もっともSF作家たちは書き下ろしで作品を提供したのではなく、連載で別紙に書いていた1〜3作の読み切り作品を提供したらしい。
同シリーズの作品は、市民図書館や学校の図書館に置かれたものも少なくない。
それを読んで、SFを好きになった者もいるはずだ。
作家ごとのカラーが出ており、国家規模から学園内輪まで様々な事件が発生する。また共通のテーマとして、事件に巻き込まれた主人公(大半が学生)の葛藤や読後読者に考えさせられる課題が描かれている。
作家たちは映像化を念頭に置いて、書いたのであろう。
その通り、NHKで70年代に夕方、TVドラマ化された少年ドラマシリーズの原作になった話が複数ある。
少年ドラマシリーズは、その良質なドラマ作りから、過去に何度か書籍で取り上げられてきた。SF以外の作品もあるし、海外の作品を取り入れたものもある。
この少年ドラマシリーズでドラマ化された場合には、原作と比べてみると、細部に違いがある。

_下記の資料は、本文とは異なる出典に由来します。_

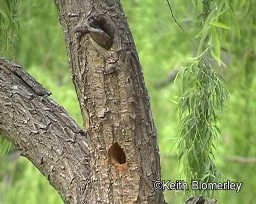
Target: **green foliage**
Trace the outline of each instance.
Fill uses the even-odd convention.
[[[15,35],[19,27],[17,12],[20,0],[0,0],[0,56],[11,57]],[[0,156],[6,154],[11,143],[0,135]]]
[[[17,12],[20,0],[0,0],[0,55],[10,57],[19,27]]]
[[[192,2],[197,12],[197,2]],[[216,11],[218,7],[213,1],[205,0],[202,4],[202,12],[197,17],[198,25],[202,28],[197,35],[200,41],[196,62],[181,69],[182,95],[177,106],[181,136],[178,148],[187,179],[212,182],[221,181],[219,171],[214,163],[213,151],[216,149],[214,140],[220,134],[217,114],[223,110],[228,94],[222,77],[211,67],[208,51],[219,63],[221,61],[220,42],[215,27],[225,26],[215,21],[223,12]],[[210,195],[213,192],[186,191],[187,195]]]
[[[65,43],[54,4],[51,1],[40,0],[23,0],[21,2],[18,11],[20,29],[13,33],[17,35],[14,40],[18,38],[19,40],[16,41],[15,46],[12,45],[11,52],[10,48],[9,50],[14,54],[15,61],[27,68],[36,80],[52,93],[52,98],[63,106],[81,125],[80,110],[68,74]],[[215,195],[218,203],[253,203],[256,199],[252,190],[256,188],[254,182],[256,176],[253,171],[256,165],[231,162],[227,158],[251,157],[256,154],[254,135],[256,132],[256,106],[254,103],[256,100],[256,64],[254,60],[256,52],[254,45],[256,44],[256,2],[216,0],[213,4],[209,4],[213,9],[207,15],[200,16],[204,9],[202,1],[171,1],[174,16],[198,50],[195,50],[187,35],[171,18],[166,1],[122,0],[121,3],[128,17],[150,96],[160,151],[162,179],[173,181],[188,179],[184,173],[188,169],[188,165],[178,168],[176,152],[175,148],[172,148],[178,147],[180,118],[174,112],[176,105],[171,100],[175,96],[181,96],[180,87],[182,84],[186,84],[182,93],[184,94],[186,90],[189,96],[194,96],[189,97],[190,105],[194,104],[193,107],[202,113],[198,115],[195,112],[196,116],[197,114],[201,120],[196,126],[204,127],[205,131],[208,130],[210,133],[208,137],[198,140],[207,144],[205,151],[201,152],[203,157],[198,157],[200,152],[195,151],[197,154],[190,160],[190,162],[196,164],[198,161],[195,158],[204,158],[205,165],[202,166],[205,170],[210,170],[208,175],[216,175],[213,169],[217,167],[227,179],[243,182],[240,192],[223,191]],[[0,6],[0,10],[2,8]],[[7,25],[5,23],[5,25]],[[1,28],[3,25],[0,24]],[[193,39],[193,36],[196,37]],[[1,39],[0,43],[2,43],[2,38]],[[202,43],[203,39],[206,40],[204,45]],[[198,49],[198,47],[201,48]],[[201,59],[198,56],[202,57],[201,54],[207,49],[211,57],[217,63],[213,63],[210,60],[214,71],[207,69],[204,73],[196,62]],[[6,56],[7,53],[4,54]],[[228,57],[228,63],[224,57],[226,55]],[[195,56],[196,57],[193,58]],[[207,58],[207,56],[204,57]],[[224,63],[226,67],[223,66]],[[192,65],[188,65],[191,64]],[[218,66],[219,64],[221,67]],[[180,67],[184,68],[181,69],[175,84],[170,84],[161,88],[156,88],[156,81],[165,78],[172,70]],[[183,82],[181,80],[182,71],[185,72],[184,76],[188,76]],[[226,111],[220,112],[221,109],[214,108],[211,111],[214,111],[215,114],[212,112],[212,117],[210,117],[204,113],[206,104],[209,106],[209,104],[203,103],[204,106],[201,107],[197,102],[206,100],[212,105],[220,107],[223,101],[219,100],[218,105],[216,99],[214,101],[213,99],[214,96],[222,95],[217,93],[214,87],[218,87],[220,92],[224,90],[221,89],[224,84],[222,85],[222,80],[218,75],[226,79],[230,96],[225,106]],[[202,79],[207,76],[210,76],[211,79],[209,80],[206,77],[205,81]],[[187,84],[186,81],[190,83]],[[208,90],[207,87],[209,88]],[[207,94],[202,95],[205,91],[212,93],[212,97],[206,98]],[[179,102],[182,101],[181,100]],[[184,111],[184,116],[189,116],[189,112],[188,110]],[[214,120],[208,126],[206,122],[214,119],[213,116],[217,114],[221,122],[215,124]],[[195,120],[196,118],[192,118]],[[210,128],[212,125],[221,130],[222,137],[219,137],[218,130]],[[214,139],[216,134],[219,135],[218,141]],[[194,135],[190,136],[195,137]],[[209,142],[209,139],[207,143],[207,139],[211,137],[212,142]],[[189,145],[192,144],[188,138],[186,139],[188,141]],[[196,145],[201,144],[198,142]],[[216,147],[218,145],[218,151],[213,148],[213,145]],[[196,149],[198,148],[201,151],[198,147]],[[213,159],[209,154],[211,148],[215,157],[214,164],[208,160],[208,156]],[[7,157],[0,159],[0,203],[62,203],[56,191],[29,161],[23,158],[12,159],[13,151],[12,148]],[[184,152],[188,155],[188,151]],[[207,162],[209,166],[205,165]],[[184,192],[166,190],[166,200],[172,203],[182,203]]]

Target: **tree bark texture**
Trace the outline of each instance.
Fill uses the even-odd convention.
[[[22,67],[0,58],[0,133],[64,202],[77,203],[92,183],[90,139],[50,94]]]
[[[22,68],[1,59],[0,133],[65,203],[164,203],[153,187],[160,164],[149,99],[119,1],[55,2],[86,131]]]
[[[159,150],[149,99],[119,0],[55,0],[73,81],[92,149],[92,189],[84,203],[164,203]],[[114,143],[128,166],[109,164]]]

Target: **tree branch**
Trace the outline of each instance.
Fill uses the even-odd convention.
[[[88,134],[19,66],[0,58],[0,133],[39,169],[68,203],[90,188]]]

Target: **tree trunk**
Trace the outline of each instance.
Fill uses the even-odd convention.
[[[55,2],[86,132],[2,59],[0,133],[66,203],[164,203],[153,187],[160,169],[149,99],[119,1]]]
[[[156,130],[132,35],[119,0],[56,0],[95,178],[87,203],[164,203]],[[117,142],[128,169],[109,165]]]

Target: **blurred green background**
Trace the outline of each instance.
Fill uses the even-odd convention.
[[[195,22],[192,4],[196,1],[175,0],[171,3],[177,20],[197,45],[198,39],[194,37],[200,29]],[[220,39],[224,48],[222,59],[227,67],[212,61],[213,69],[227,81],[230,93],[226,110],[219,115],[222,134],[215,157],[217,167],[227,180],[243,184],[239,193],[222,191],[214,197],[218,203],[252,204],[256,200],[256,3],[253,0],[224,1],[230,2],[235,12],[223,17],[230,27]],[[175,84],[171,82],[160,87],[156,84],[164,80],[172,71],[189,64],[188,58],[195,56],[195,49],[171,18],[165,0],[121,2],[150,97],[162,179],[182,180],[182,166],[178,168],[175,148],[180,124],[175,104],[171,101],[180,94],[179,78]],[[82,126],[53,1],[22,0],[17,16],[20,27],[15,34],[18,40],[6,56],[12,56],[11,59],[26,68]],[[164,195],[166,201],[178,204],[183,193],[166,191]],[[0,157],[0,203],[63,202],[46,178],[12,147],[7,156]]]

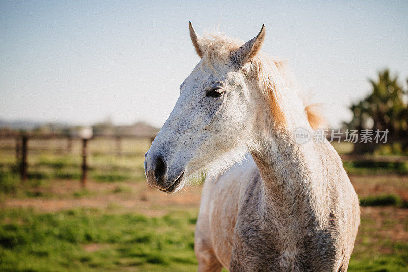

初期に発表された作品と作者は以下の通りであるが、知っている作品もあるだろう。中には、少年ドラマシリーズの後に、現在まで何度も映像化されているものもある。
光瀬龍「夕ばえ作戦」
眉村卓「なぞの転校生」
矢野徹「新世界遊撃隊」
中尾明「黒の放射線」
福島正美「リュイティン太陽」
筒井康隆「時をかける少女」
豊田有恒「時間砲計画」
北川幸比古「すばらしき超能力時代」
内田庶「人類のあけぼの号」
小松左京「見えないものの影」
このうち眉村卓の小説は、鶴書房以外のSF作品も少年ドラマシリーズになっており、「まぼろしのペンフレンド」「未来からの挑戦」「幕末未来人」があげられる。また、79年にドラマ化された筒井康隆の「七瀬ふたたび」は、ある超能力者一団の運命を扱っているが、傑作の声が高い。こちらも少年ドラマシリーズの後、現在まで何度も映像化されている。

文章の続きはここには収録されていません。